According to the UN Refugee Agency (UNHCR), 82.4 million people were forcibly displaced at the end of 2020 as a result of persecution, conflict, violence, and human rights violations. In 2021, 235 million people will require humanitarian assistance and protection, a significant rise in global humanitarian need since the end of 2019. While third-country resettlement is often a last resort as a durable solution, it can be a critical lifeline for particularly vulnerable refugees – yet in 2020, only 12,000 people were allowed to resettle in the United States.

“As we commemorate the 70th anniversary of the Refugee Convention, the Women’s Refugee Commission’s commitment to improve the lives and protect the rights of women, children, and youth displaced by conflict and crises remains steadfast,” said Sarah Costa, executive director of the Women’s Refugee Commission. “COVID shone a light on how crisis impacts these populations differently and disproportionately in some areas, such as gender-based violence and loss of livelihoods. Especially at a time when some governments are increasingly turning their backs on refugees and outsourcing their obligations under the Convention to provide asylum and protection, we urge states to uphold the Convention’s core principles of non-discrimination, non-penalization, and non-refoulement.”

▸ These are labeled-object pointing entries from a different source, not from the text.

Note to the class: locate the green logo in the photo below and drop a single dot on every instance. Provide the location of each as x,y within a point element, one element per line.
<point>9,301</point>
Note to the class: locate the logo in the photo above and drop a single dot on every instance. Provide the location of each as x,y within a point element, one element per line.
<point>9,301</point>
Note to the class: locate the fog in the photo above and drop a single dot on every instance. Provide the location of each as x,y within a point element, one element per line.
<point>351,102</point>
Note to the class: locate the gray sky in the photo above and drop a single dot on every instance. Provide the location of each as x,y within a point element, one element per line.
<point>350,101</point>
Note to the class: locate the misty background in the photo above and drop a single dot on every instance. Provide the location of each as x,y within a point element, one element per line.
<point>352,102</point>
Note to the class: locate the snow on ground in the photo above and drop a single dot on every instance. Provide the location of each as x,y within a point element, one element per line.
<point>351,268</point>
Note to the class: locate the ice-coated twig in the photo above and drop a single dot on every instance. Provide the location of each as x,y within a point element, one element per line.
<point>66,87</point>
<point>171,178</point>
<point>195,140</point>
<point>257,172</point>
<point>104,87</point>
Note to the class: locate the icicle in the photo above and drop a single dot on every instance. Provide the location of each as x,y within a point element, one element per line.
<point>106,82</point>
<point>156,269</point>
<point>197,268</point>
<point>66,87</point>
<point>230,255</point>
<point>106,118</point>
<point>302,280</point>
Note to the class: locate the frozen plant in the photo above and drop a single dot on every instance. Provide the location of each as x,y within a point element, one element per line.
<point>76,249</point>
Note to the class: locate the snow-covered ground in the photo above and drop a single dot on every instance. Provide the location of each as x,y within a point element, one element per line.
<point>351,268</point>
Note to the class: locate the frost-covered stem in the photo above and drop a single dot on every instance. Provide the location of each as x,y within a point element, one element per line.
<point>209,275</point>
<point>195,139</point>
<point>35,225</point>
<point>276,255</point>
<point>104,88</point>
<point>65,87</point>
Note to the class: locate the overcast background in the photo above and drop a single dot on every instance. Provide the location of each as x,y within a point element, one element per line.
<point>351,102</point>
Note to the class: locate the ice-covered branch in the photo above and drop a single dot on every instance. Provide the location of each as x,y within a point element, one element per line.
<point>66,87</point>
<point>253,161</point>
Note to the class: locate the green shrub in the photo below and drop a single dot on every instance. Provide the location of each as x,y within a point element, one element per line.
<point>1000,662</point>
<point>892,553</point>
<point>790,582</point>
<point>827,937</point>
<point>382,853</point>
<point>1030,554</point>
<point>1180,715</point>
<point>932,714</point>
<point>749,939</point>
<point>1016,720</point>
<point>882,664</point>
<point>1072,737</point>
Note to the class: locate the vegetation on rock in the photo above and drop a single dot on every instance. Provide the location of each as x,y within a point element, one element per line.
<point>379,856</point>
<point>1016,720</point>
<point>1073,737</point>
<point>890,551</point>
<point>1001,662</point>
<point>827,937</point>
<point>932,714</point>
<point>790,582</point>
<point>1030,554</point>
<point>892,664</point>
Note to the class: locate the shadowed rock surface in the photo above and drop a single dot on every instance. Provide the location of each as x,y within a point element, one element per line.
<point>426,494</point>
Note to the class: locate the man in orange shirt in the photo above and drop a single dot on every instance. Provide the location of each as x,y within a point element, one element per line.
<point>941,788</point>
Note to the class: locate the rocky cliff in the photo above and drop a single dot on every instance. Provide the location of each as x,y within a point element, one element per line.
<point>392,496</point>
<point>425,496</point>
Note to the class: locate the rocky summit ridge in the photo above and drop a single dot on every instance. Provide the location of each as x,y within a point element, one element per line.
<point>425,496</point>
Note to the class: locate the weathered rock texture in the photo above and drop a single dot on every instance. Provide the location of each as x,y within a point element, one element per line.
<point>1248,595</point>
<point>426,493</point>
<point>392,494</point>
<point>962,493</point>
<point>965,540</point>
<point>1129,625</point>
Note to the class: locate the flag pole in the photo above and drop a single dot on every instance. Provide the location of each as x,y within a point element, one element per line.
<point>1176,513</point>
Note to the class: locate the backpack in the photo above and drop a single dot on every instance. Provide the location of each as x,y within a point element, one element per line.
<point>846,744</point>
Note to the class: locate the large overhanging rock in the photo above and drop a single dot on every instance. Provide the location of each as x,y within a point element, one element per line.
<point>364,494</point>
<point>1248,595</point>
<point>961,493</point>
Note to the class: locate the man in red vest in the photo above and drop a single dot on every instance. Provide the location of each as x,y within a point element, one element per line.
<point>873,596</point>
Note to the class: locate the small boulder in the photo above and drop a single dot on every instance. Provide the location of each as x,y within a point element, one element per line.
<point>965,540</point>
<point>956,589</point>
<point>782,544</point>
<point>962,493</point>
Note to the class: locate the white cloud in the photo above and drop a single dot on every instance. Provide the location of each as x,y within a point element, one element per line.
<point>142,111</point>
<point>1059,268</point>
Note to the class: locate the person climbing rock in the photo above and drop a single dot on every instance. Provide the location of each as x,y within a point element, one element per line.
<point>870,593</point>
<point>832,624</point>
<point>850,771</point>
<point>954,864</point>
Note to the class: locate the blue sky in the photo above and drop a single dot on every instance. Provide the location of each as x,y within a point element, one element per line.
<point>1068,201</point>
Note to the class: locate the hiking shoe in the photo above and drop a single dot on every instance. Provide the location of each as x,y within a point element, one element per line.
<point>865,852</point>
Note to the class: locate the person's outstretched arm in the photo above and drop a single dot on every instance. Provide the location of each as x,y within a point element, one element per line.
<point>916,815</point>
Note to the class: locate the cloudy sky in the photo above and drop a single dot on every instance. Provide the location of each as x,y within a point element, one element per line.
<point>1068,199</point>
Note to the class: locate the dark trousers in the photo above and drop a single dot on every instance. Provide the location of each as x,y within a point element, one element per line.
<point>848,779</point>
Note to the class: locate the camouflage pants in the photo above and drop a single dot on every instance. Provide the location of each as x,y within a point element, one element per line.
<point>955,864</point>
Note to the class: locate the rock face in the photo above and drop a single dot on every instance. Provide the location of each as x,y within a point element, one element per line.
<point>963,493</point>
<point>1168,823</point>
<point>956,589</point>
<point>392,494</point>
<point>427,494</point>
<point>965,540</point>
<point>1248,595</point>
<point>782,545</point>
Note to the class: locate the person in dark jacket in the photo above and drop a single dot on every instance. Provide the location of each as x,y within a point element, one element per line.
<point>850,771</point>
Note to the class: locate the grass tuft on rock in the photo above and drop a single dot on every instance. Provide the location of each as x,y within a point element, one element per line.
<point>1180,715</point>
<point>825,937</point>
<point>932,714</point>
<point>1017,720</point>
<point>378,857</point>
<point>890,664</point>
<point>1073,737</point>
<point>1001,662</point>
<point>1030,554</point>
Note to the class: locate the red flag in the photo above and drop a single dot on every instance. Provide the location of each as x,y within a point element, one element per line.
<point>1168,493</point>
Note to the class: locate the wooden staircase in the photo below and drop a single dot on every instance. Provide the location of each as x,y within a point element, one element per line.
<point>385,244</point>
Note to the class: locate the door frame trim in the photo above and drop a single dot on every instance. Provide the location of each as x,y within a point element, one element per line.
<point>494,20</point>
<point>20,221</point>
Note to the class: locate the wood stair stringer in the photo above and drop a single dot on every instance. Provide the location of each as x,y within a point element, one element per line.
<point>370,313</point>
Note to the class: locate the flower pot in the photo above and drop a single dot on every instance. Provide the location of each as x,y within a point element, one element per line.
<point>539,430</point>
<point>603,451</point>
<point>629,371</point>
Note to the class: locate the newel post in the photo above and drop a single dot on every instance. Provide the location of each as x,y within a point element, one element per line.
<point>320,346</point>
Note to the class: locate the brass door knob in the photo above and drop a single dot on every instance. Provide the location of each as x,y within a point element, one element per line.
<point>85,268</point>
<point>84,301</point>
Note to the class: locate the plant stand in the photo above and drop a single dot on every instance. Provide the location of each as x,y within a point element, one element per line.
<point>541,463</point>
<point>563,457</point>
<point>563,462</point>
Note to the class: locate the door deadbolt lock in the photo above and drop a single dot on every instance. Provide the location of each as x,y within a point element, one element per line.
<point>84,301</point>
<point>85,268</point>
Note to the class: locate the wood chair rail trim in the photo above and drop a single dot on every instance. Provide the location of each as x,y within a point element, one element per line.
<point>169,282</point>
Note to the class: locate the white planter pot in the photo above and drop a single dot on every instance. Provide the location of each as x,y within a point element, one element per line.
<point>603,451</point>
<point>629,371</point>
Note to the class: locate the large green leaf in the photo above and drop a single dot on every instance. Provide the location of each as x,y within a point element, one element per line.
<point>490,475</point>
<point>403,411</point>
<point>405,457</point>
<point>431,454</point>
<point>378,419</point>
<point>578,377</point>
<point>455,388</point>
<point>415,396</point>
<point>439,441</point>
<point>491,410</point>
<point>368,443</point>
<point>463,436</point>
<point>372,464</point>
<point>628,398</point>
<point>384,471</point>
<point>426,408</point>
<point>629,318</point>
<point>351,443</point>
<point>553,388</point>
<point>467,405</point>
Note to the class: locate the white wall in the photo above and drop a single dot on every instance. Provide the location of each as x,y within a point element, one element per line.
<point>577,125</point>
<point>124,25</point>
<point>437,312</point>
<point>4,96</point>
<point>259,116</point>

Costa continued, “For women, girls, and gender non-conforming people, displacement exacerbates existing inequalities and discrimination, requiring the humanitarian community to step up its own protection efforts to ensure that no one is left behind. To meet the spirit of the Refugee Convention, humanitarian service providers should ensure that they are identifying the specific needs of refugees and providing comprehensive services, including support that is responsive to age, gender, disability, and other diversity factors.

“Too often, we still see insufficient funding for gender-sensitive programming and policies that treat support for services such as sexual and reproductive health as optional rather than the lifesaving care it is. Unfortunately, refugee women and girls regularly bear the brunt of humanitarian responses that fail to consider their specific needs.

“Most importantly, every one of us in the humanitarian community should be listening to the communities we serve. No one knows what a refugee woman needs more than she does, so finding solutions and a path forward must engage her – this is a matter of basic dignity and rights. To live up to the Refugee Convention’s vision, the voices of those marginalized during crises or subjugated by persecution must be heard, and we must never forget that the Refugee Convention, born out of the horrors of World War II, still presents a lifeline to the millions of refugees hoping for a better future.”